El ‘president’ dibujó no una, sino dos mesas de negociación paralelas: la mesa de la independencia y la mesa de la autonomía
Dibujó no una, sino dos mesas de negociación paralelas: la mesa de la independencia y la mesa de la autonomía. En la primera se tratará de “la cuestión de fondo”. En la segunda, de las cosas de comer: inversiones, fondos europeos, infraestructuras… En la primera hablaremos de cómo nos vamos de España y en la segunda de qué le sacamos a España mientras nos vamos. Que Sánchez se haya comido un planteamiento tan ventajista resultaría insólito si fuera otra persona.
En el discurso de Aragonès subyacen dos equívocos deliberados, que el propio Sánchez alimenta. El primero es suponer que este representa no al Gobierno, sino al Estado español, y que puede comprometer a todos sus poderes e instituciones. Lo cierto es que no puede, aunque lo intente con empeño digno de mejor causa. El segundo es omitir sistemáticamente que lo que hay aquí es simplemente un entendimiento transitorio de mutua conveniencia entre dos partidos, el PSOE y ERC, que encabezan los gobiernos, pero son holgadamente minoritarios. Aun en el muy dudoso supuesto de que llegaran a un acuerdo satisfactorio para ambos, ninguno de los dos dispone de la fuerza política suficiente para imponerlo en sus respectivos ámbitos institucionales. Ni Sánchez obtendrá jamás la mayoría parlamentaria y el consentimiento de los demás poderes del Estado para consumar un pacto como el que podría dejar satisfecho a Junqueras, ni este hará tragar al independentismo un acuerdo como el que podría firmar Sánchez sin suicidarse.

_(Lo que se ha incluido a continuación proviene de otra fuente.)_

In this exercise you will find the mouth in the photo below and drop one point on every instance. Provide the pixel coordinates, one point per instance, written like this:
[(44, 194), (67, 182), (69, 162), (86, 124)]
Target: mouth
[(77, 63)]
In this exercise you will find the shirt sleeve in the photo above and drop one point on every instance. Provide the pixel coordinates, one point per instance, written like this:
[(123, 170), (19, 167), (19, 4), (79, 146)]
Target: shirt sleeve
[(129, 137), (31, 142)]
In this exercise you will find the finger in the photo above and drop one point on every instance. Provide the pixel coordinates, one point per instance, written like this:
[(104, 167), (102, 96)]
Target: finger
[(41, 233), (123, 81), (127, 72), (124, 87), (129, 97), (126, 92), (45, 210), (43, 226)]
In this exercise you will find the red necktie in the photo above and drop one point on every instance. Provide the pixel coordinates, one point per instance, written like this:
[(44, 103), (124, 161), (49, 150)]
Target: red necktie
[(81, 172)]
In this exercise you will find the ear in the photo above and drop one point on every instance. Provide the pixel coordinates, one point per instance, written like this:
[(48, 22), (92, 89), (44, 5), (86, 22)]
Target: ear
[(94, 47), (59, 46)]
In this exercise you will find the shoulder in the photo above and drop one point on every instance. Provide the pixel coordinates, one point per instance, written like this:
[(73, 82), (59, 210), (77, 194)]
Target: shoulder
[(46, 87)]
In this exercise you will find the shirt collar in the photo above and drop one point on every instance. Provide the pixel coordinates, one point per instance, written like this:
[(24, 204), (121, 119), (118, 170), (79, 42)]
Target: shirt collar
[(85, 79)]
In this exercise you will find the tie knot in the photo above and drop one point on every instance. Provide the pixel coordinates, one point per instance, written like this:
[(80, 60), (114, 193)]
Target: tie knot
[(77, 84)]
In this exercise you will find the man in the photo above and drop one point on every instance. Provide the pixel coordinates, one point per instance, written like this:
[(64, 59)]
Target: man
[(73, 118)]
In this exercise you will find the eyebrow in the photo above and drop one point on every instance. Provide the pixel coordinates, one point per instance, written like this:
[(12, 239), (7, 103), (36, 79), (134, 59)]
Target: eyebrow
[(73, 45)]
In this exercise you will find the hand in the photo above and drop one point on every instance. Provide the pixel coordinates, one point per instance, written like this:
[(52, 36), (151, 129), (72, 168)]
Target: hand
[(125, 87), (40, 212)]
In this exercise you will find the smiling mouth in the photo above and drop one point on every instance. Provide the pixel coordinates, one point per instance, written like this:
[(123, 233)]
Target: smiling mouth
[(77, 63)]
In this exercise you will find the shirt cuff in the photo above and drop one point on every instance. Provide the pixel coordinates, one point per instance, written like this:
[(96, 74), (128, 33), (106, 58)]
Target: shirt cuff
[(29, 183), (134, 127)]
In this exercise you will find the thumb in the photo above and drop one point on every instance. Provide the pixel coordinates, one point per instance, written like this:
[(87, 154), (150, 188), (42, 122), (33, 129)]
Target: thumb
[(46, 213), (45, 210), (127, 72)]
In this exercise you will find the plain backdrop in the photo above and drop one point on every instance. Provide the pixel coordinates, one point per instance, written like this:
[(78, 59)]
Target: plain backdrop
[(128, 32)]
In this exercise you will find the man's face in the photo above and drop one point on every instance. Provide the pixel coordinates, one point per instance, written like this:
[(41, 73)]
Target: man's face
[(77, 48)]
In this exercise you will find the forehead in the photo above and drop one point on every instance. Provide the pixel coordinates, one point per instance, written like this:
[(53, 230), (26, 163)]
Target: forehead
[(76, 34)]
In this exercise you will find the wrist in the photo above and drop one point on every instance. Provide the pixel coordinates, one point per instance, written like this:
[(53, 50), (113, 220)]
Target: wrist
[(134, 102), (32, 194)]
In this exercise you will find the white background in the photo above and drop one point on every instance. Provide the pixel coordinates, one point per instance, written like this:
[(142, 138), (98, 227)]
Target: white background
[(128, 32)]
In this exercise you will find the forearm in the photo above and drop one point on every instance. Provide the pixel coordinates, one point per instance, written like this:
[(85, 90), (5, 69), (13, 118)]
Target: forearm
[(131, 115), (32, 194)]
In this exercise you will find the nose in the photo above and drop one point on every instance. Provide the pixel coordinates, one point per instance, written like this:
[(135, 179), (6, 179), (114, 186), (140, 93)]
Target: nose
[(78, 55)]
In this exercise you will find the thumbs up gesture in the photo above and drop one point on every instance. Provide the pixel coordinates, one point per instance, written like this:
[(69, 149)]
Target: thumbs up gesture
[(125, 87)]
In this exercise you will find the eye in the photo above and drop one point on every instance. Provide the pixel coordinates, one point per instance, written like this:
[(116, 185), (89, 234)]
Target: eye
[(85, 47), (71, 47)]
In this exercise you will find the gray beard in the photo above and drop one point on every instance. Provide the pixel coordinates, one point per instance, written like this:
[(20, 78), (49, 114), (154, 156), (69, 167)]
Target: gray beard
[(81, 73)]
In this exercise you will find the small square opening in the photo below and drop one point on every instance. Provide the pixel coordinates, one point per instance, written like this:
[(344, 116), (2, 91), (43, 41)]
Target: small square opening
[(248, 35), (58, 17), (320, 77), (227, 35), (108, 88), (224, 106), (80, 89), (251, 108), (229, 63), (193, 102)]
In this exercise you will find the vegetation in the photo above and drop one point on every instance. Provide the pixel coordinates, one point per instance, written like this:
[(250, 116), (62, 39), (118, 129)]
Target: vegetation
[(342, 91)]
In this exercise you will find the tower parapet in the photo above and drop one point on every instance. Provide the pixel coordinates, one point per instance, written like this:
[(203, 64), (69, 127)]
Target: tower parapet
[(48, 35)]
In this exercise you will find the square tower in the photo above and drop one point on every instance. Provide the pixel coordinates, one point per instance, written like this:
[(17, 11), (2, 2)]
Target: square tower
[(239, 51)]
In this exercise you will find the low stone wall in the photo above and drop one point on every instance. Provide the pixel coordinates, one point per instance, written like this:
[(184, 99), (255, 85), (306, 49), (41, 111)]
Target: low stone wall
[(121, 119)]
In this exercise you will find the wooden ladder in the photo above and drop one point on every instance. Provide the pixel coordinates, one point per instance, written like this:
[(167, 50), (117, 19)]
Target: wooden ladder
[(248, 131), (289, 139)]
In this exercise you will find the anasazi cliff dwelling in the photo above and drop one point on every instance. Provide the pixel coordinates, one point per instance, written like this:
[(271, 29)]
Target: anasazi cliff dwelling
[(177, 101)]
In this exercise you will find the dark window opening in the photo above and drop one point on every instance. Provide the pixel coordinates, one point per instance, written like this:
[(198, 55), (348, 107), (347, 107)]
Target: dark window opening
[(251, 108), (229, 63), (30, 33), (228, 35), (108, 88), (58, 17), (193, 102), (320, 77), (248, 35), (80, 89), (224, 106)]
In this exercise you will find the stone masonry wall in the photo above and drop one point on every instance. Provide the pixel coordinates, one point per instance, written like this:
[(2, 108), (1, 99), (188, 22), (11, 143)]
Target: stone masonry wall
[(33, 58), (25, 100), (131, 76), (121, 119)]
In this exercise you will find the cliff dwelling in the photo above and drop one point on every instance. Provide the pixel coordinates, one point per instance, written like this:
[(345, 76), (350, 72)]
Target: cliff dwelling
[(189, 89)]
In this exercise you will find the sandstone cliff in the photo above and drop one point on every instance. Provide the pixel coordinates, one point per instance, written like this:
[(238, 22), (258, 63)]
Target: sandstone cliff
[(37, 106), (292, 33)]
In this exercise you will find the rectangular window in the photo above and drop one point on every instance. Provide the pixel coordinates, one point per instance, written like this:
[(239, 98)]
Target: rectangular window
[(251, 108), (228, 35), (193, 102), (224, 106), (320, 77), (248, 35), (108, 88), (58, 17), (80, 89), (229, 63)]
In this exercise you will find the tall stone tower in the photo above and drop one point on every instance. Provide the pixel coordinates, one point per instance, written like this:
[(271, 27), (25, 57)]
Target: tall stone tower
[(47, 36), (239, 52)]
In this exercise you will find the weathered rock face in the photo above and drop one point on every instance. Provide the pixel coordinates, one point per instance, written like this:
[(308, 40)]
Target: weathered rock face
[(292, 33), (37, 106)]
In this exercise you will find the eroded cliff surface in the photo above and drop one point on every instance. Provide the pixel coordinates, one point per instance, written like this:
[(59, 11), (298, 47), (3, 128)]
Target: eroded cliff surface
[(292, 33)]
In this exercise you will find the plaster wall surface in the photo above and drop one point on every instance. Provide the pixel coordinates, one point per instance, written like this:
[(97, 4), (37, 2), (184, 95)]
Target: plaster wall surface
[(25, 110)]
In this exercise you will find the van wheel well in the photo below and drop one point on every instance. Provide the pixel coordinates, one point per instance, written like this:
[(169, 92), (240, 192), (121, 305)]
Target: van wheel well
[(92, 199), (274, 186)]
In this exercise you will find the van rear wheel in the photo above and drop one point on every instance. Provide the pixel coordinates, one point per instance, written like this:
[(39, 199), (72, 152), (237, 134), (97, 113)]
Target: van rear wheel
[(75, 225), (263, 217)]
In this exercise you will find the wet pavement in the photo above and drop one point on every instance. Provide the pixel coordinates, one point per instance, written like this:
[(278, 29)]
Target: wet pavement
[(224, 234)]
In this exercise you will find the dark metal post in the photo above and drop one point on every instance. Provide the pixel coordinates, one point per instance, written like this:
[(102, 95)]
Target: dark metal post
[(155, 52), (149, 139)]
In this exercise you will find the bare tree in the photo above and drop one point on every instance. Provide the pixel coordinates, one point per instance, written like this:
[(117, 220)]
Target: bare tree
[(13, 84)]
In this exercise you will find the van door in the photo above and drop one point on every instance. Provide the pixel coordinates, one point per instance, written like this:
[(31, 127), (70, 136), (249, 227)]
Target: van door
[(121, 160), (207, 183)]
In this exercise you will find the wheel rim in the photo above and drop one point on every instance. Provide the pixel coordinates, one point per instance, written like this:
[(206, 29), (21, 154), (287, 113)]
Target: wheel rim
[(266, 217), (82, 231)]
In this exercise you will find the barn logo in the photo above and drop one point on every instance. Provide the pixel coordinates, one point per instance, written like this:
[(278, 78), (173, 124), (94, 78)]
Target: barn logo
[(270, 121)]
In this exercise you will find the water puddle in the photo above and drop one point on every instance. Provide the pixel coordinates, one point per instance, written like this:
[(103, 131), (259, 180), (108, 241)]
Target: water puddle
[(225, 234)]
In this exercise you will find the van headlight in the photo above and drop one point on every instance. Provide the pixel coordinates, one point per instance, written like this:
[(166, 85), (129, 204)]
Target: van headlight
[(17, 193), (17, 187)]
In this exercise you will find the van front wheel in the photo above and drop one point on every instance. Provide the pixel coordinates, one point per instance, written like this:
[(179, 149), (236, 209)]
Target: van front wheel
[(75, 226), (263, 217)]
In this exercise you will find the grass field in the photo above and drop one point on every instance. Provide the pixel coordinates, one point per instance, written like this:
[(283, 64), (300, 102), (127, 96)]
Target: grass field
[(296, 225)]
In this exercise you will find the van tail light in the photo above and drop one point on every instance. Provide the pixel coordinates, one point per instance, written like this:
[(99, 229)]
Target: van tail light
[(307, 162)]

Un total de seis conflictos
Pero la mayor engañifa es la del “conflicto político entre España y Cataluña”, que es la base de todo el montaje. En realidad, no hay un conflicto, sino al menos seis:
- Entre el Estado constitucional y “la Generalitat republicana”.
- Entre las dos mitades de la sociedad catalana.
- En España, entre la izquierda oficialista y la derecha opositora.
- En Cataluña, entre las fuerzas nacionalistas que comparten el poder mientras tratan de aniquilarse entre sí.
- Entre el PSOE podemizado inscrito a nombre de Sánchez y los restos disecados del PSOE.
- En la derecha, entre el PP y Vox, que se vigilan, se necesitan y, si pudieran, se apuñalarían.
Fomentar la convivencia sería reconocer todas esas dimensiones del conflicto y trabajar seriamente sobre ellas. Abandonen toda esperanza. Mareando la perdiz, llegará el día en que Junqueras decida que le viene mejor un Gobierno de la derecha en Madrid para “volver a hacerlo”, y a Sánchez le explicarán que llegó el momento de desempolvar la macrobandera española para hacerse perdonar lo imperdonable. Mientras tanto, se agradece la seca claridad de Aragonès —cuya gramática castellana, por cierto, es infinitamente mejor que la de la portavoz del Gobierno de España—.